Figure 1.

Figure 1.

(p)ppGpp⁰  Staphylococcus aureus displays attenuated virulence in a systemic infection model. A, Schematic overview of the (p)ppGpp turnover enzymes in S. aureus. (p)ppGpp is produced by 3 enzymes, Rel, RelP, and RelQ via the SYN domain. Rel is also capable of hydrolyzing (p)ppGpp via the HD domain.

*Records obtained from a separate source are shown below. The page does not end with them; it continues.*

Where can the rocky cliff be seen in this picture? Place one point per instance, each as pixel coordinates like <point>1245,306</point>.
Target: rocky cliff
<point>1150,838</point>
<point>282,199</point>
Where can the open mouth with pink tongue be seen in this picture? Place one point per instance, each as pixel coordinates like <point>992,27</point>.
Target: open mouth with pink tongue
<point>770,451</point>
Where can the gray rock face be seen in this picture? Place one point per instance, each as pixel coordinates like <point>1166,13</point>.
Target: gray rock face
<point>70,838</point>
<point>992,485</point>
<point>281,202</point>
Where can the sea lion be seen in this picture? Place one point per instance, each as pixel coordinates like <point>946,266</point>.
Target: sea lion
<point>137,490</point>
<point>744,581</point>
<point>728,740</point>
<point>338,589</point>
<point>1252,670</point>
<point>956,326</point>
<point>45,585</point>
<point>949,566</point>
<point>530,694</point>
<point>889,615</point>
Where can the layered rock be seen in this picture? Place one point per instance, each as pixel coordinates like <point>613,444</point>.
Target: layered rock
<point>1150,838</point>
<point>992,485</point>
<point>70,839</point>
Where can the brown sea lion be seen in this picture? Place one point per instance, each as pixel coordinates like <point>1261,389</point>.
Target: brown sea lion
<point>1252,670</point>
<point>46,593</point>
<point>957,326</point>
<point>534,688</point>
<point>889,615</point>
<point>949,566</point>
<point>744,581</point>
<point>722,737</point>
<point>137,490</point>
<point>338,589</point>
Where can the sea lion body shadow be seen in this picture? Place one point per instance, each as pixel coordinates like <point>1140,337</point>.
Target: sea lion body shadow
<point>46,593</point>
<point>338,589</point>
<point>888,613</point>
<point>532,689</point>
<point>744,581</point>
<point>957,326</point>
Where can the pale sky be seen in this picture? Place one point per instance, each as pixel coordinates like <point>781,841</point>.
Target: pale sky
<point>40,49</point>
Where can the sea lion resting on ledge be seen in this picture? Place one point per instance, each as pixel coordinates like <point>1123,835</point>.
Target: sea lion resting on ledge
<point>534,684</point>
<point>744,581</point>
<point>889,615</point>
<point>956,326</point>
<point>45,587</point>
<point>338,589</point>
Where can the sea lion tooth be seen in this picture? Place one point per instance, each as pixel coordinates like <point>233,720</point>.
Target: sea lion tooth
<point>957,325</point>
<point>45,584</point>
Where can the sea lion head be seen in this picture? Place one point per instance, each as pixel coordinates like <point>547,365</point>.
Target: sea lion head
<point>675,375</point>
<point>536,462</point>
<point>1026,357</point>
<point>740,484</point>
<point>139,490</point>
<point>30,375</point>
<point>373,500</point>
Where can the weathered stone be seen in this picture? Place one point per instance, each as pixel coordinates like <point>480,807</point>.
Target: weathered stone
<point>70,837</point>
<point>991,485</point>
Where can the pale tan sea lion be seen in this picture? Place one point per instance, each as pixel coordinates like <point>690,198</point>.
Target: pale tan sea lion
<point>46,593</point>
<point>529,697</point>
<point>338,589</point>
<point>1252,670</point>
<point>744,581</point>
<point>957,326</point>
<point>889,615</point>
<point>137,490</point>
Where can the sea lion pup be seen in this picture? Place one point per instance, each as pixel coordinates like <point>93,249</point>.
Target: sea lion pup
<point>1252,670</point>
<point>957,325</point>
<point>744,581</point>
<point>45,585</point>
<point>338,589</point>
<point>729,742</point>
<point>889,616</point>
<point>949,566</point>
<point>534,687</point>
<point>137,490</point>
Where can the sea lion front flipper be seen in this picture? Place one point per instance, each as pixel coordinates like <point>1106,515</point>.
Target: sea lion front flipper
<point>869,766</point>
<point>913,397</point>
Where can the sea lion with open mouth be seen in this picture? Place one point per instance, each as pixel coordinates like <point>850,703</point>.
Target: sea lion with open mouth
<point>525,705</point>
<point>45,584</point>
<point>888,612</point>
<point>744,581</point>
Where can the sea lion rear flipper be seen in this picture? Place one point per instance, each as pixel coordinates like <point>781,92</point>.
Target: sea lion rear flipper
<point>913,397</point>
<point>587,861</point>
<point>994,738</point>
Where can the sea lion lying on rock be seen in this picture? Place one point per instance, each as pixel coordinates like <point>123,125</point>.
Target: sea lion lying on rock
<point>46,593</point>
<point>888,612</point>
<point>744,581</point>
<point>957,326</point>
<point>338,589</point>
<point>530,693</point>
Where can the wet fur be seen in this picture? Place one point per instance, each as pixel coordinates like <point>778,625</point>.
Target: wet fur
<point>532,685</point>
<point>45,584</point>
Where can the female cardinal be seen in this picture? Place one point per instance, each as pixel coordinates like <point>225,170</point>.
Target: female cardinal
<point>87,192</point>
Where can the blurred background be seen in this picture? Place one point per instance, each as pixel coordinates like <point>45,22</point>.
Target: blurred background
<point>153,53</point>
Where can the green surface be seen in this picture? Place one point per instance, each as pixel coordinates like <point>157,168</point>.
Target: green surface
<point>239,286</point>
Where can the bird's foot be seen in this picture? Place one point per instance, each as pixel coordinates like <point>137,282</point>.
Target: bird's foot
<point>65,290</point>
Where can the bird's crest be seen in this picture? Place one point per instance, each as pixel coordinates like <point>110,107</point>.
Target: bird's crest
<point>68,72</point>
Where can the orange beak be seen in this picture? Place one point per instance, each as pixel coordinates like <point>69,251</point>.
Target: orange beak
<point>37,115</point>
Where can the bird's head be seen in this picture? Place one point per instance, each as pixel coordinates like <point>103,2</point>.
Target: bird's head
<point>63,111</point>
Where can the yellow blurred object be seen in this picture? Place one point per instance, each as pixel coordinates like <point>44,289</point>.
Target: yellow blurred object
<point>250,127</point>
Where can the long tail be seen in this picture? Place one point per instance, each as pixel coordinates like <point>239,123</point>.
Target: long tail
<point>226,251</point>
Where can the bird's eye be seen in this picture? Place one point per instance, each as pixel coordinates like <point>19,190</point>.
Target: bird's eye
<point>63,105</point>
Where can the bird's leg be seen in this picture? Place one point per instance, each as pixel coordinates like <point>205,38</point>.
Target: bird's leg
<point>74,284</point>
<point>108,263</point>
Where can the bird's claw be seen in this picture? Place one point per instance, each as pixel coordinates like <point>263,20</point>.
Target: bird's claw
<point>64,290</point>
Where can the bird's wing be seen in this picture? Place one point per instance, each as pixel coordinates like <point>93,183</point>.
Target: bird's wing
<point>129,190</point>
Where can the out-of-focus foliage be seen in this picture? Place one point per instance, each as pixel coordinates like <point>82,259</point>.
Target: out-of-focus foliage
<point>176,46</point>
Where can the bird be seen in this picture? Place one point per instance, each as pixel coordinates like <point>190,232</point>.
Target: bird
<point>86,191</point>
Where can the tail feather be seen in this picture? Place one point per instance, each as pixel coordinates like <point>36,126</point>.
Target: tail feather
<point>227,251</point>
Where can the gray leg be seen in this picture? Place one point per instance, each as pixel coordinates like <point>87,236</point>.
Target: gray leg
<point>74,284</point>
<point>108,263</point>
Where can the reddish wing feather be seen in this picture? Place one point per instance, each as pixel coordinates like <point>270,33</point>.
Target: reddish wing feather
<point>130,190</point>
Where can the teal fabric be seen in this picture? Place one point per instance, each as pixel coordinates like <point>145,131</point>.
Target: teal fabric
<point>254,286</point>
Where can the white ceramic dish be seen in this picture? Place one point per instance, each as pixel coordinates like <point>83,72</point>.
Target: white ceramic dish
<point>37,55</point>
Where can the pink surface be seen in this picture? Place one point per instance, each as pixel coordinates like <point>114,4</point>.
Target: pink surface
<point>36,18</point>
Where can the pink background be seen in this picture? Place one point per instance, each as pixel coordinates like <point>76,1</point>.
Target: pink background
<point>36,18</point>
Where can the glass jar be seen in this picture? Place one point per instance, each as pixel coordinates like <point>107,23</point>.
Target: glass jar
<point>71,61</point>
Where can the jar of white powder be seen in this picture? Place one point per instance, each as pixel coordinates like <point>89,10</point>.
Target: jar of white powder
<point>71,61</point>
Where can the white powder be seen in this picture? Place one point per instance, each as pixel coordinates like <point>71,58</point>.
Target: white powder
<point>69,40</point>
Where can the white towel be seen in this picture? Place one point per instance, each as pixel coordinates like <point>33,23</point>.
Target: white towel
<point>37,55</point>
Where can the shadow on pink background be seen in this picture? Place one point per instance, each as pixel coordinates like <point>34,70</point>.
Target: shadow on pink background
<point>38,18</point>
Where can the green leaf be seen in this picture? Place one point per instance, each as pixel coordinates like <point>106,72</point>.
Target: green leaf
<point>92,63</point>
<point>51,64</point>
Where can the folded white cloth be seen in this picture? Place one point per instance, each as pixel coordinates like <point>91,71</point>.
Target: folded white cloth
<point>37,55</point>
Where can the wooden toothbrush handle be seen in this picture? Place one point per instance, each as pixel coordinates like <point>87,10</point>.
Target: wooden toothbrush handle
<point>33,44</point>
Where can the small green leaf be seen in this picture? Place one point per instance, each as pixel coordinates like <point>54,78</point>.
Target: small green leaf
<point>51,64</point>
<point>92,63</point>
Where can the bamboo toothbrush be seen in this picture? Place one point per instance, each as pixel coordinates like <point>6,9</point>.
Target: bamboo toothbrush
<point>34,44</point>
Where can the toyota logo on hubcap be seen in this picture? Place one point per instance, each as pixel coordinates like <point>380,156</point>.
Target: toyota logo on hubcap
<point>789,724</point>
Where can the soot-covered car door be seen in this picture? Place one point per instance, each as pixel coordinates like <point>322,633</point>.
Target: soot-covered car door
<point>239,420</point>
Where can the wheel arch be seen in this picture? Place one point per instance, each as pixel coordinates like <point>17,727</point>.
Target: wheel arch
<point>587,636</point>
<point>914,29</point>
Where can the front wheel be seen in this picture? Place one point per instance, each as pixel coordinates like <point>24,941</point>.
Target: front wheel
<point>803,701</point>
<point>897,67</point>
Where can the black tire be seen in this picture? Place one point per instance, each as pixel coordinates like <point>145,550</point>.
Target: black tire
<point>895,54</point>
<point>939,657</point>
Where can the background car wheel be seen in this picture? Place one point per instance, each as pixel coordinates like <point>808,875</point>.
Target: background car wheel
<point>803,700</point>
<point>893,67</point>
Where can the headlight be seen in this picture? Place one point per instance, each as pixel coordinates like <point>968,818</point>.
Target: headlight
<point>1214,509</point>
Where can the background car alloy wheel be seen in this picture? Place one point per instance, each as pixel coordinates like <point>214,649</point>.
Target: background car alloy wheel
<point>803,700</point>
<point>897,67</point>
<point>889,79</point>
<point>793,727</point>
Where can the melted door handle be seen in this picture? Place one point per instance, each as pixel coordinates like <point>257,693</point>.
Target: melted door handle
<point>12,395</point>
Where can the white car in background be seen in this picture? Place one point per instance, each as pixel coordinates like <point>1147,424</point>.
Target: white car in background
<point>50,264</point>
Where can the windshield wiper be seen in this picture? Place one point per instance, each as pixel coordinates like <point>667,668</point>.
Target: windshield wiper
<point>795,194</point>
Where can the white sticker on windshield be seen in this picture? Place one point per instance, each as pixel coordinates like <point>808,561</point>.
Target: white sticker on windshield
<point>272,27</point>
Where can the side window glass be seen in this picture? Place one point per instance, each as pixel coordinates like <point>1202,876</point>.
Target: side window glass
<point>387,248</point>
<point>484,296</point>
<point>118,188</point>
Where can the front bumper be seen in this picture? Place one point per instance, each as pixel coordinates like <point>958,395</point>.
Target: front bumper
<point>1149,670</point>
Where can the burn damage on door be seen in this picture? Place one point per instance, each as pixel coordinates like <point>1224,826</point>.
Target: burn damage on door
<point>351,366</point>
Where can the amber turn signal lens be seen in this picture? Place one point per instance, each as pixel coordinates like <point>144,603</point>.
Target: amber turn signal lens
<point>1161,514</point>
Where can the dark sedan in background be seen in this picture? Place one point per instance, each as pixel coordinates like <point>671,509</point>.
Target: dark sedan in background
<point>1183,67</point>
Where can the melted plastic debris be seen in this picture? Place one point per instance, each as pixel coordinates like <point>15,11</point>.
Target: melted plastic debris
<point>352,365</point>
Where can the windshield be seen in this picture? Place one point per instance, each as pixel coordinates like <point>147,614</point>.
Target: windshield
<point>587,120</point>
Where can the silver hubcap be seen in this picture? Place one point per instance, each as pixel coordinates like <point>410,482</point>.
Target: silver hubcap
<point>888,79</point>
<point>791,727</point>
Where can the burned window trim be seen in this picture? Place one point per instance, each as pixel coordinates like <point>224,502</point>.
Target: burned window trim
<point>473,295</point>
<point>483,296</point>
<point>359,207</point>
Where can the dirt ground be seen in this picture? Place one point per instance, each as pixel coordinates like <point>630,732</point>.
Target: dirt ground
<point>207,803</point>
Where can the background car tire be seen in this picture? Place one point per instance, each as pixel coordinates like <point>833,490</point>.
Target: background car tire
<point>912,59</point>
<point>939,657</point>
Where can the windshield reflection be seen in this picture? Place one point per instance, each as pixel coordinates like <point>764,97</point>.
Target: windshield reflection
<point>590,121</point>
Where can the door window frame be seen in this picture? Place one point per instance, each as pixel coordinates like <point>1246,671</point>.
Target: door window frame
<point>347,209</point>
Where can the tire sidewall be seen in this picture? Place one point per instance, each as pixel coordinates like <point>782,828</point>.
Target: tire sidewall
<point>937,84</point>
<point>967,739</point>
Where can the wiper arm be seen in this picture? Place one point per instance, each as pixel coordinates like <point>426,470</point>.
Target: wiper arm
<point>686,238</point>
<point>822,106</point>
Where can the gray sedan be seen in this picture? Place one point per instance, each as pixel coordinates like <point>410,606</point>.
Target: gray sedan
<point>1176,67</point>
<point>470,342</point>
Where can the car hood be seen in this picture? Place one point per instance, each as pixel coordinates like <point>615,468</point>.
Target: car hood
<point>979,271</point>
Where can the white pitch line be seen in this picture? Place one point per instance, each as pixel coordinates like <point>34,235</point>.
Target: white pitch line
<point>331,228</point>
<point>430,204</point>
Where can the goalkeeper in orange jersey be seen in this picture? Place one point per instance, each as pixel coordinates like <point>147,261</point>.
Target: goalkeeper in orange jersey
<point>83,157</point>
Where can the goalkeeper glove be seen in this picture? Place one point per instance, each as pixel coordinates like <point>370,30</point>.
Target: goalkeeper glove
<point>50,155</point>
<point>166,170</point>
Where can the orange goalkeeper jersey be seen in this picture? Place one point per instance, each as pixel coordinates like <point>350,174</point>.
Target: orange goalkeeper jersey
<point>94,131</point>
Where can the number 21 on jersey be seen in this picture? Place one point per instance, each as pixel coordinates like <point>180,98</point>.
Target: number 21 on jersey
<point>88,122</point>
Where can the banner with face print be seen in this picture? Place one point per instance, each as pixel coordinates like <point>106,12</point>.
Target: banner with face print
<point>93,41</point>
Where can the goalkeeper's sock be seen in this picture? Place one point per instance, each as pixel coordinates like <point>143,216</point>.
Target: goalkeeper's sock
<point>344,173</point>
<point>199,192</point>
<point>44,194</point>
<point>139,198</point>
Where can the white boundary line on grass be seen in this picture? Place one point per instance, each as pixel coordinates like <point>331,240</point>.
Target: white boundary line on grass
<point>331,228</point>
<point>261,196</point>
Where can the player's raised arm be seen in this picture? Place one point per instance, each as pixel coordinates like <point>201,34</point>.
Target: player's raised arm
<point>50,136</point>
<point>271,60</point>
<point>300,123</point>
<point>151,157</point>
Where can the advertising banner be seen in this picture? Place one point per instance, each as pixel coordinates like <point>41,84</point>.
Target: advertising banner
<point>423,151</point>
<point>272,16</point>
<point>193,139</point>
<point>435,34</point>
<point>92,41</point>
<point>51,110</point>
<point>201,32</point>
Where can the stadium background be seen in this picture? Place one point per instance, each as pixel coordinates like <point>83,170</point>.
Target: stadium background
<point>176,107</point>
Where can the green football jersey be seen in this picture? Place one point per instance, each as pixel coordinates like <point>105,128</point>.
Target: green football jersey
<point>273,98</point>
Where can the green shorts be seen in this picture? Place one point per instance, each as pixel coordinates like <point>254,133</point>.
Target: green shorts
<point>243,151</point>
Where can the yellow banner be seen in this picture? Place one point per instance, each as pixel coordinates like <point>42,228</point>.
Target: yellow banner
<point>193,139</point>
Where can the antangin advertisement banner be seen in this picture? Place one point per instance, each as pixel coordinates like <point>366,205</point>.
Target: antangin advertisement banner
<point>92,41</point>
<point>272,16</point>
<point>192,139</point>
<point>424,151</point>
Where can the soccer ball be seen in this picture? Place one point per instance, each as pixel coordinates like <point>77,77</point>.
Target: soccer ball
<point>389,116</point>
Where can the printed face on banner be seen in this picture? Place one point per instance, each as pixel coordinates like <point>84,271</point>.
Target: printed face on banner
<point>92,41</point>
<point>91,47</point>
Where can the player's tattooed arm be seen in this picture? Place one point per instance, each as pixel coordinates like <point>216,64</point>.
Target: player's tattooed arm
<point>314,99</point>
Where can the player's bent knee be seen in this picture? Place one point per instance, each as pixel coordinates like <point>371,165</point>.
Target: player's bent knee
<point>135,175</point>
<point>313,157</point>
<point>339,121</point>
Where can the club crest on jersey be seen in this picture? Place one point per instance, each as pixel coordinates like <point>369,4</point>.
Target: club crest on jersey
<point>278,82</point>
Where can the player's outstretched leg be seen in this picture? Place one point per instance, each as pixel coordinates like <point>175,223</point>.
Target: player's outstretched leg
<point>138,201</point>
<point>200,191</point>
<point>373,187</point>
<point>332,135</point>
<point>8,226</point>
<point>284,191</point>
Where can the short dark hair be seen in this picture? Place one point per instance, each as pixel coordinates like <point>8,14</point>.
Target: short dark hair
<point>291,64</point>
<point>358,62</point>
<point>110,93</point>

Interactions between Rel and the ribosome occur via the CT domain and allow amino acid starvation to be sensed. S. aureus was injected into the yolk sac circulation valley of zebrafish embryos at 30 hpf. B and C, Survival of zebrafish larvae injected with S. aureus WT or (p)ppGpp⁰ grown to (B) exponential and (C) stationary phase. Doses of 3000–4000 colony-forming units of each strain were injected into the yolk sac circulation valley at 30 hpf to initiate a bloodstream infection. Survival was monitored until 93 hpi when the larvae reached 5.2 days postfertilization. Pairwise comparisons (log-rank [Mantel-Cox] test) were (B) (p)ppGpp⁰ versus WT, ****P < .0001; and (C) (p)ppGpp⁰ versus WT, **P = .0048. Experiments were performed in quadruplicate (B) and triplicate (C). Abbreviations: (p)ppGpp, guanosine tetraphosphate/guanosine pentaphosphate; (p)ppGpp⁰, (p)ppGpp null mutant; CT, C-terminal; hpf, hours postfertilization; HD, hydrolase; hpi, hours postinfection; SYN, synthetase; WT, wild type.